Robert Rigo/Collegian

The Student Government Association has called on the University of Massachusetts to publicly condemn President Trump’s executive order on immigration, in a unanimous vote on Monday, Jan. 30.

The resolution was created directly in opposition of President Trump’s executive order banning the entry of immigrants and refugees from seven primarily Muslim countries.

Following the resolution, on Thursday Chancellor Subbaswamy and Residential Life both published statements promising inclusivity on campus, and protection of all UMass students’ rights.

While the UMass administration would not address what influence the resolution may have had on statements published by Chancellor Subbaswamy and Residential Life, SGA members believe the resolution clarified the majority of students’ feelings on the immigration order.

“I think the statements that are being posted…are definitely an indication that our efforts have reached administration,” stated Ryan Mahan, SGA senator and co-writer of the resolution.

Included in the resolution is a request that the University publicly denounce the immigration order and provide resources to students that may be affected by the executive order.

Due to the pressing relevancy of the resolution, the SGA bypassed student consultation, wrote and voted on the resolution in two days. This is usually a process that can take up to one and a half weeks.

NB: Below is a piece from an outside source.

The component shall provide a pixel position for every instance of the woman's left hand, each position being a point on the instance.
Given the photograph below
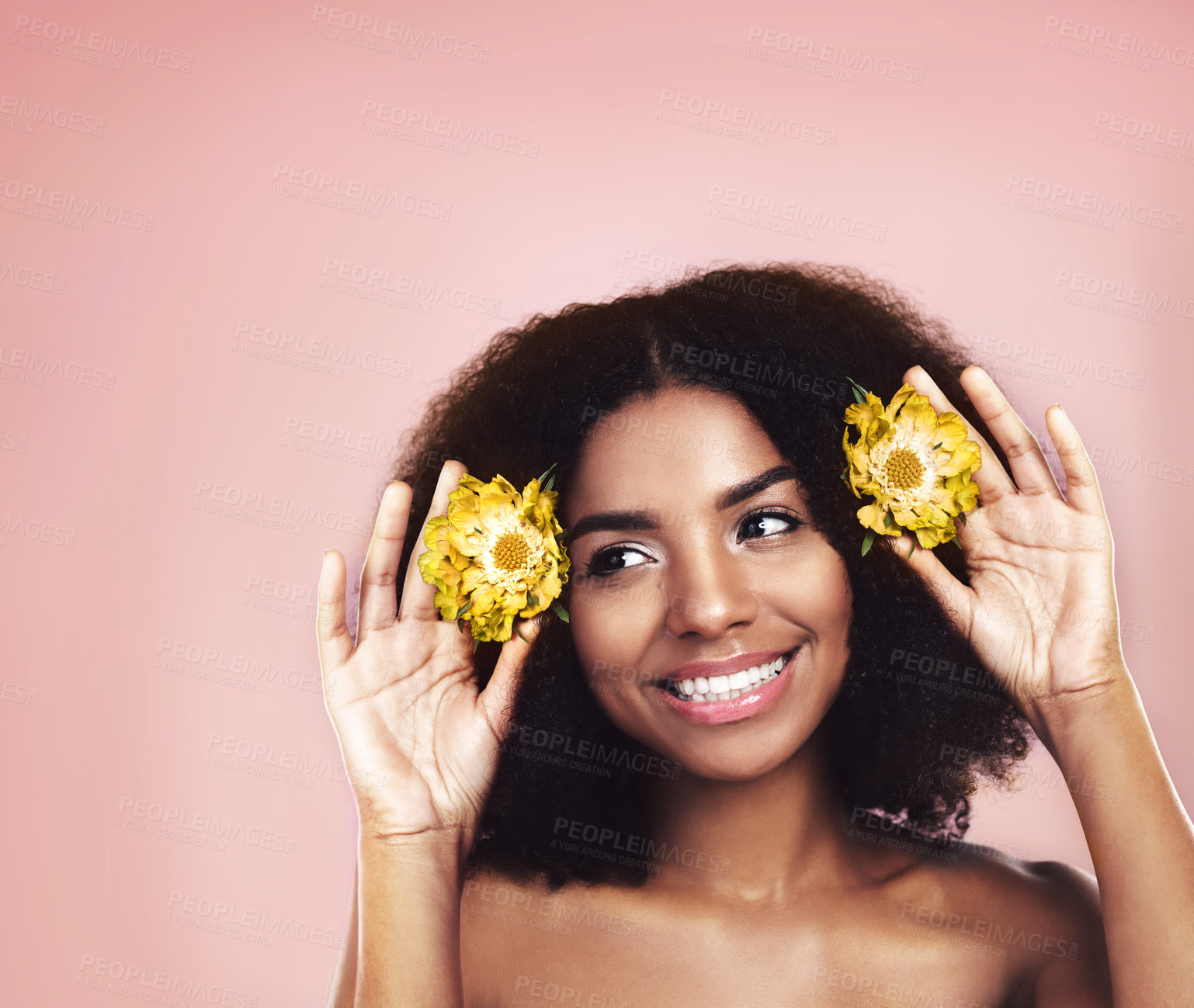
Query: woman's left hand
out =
(1040, 608)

“We couldn’t wait long to publish something, students were feeling unsupported and we had to take action,” said Jeremy Tibbetts, SGA Senator and co-writer of the resolution, “It is really exciting that the SGA can take on these issues and take a stand when we see injustice.”

Numerous Massachusetts state officials have openly criticized the order. Senator Edward Markey described the order as, “antithetical to our time-honored values,” and vowed to challenge “President Trump’s efforts to target and persecute the most vulnerable among us in Massachusetts.”

In response, the SGA vote included addressed thank you letters, which have been sent to Senator Markey and three other state legislatures who have denounced the order, including Governor Charles Baker, Senator Elizabeth Warren, and Representative Jim McGovern.

“We don’t usually send letters to thank legislatures unless they have done something we either really like, or really don’t like. It’s about how the students at UMass feel, since we are representing them,” explained Mahan.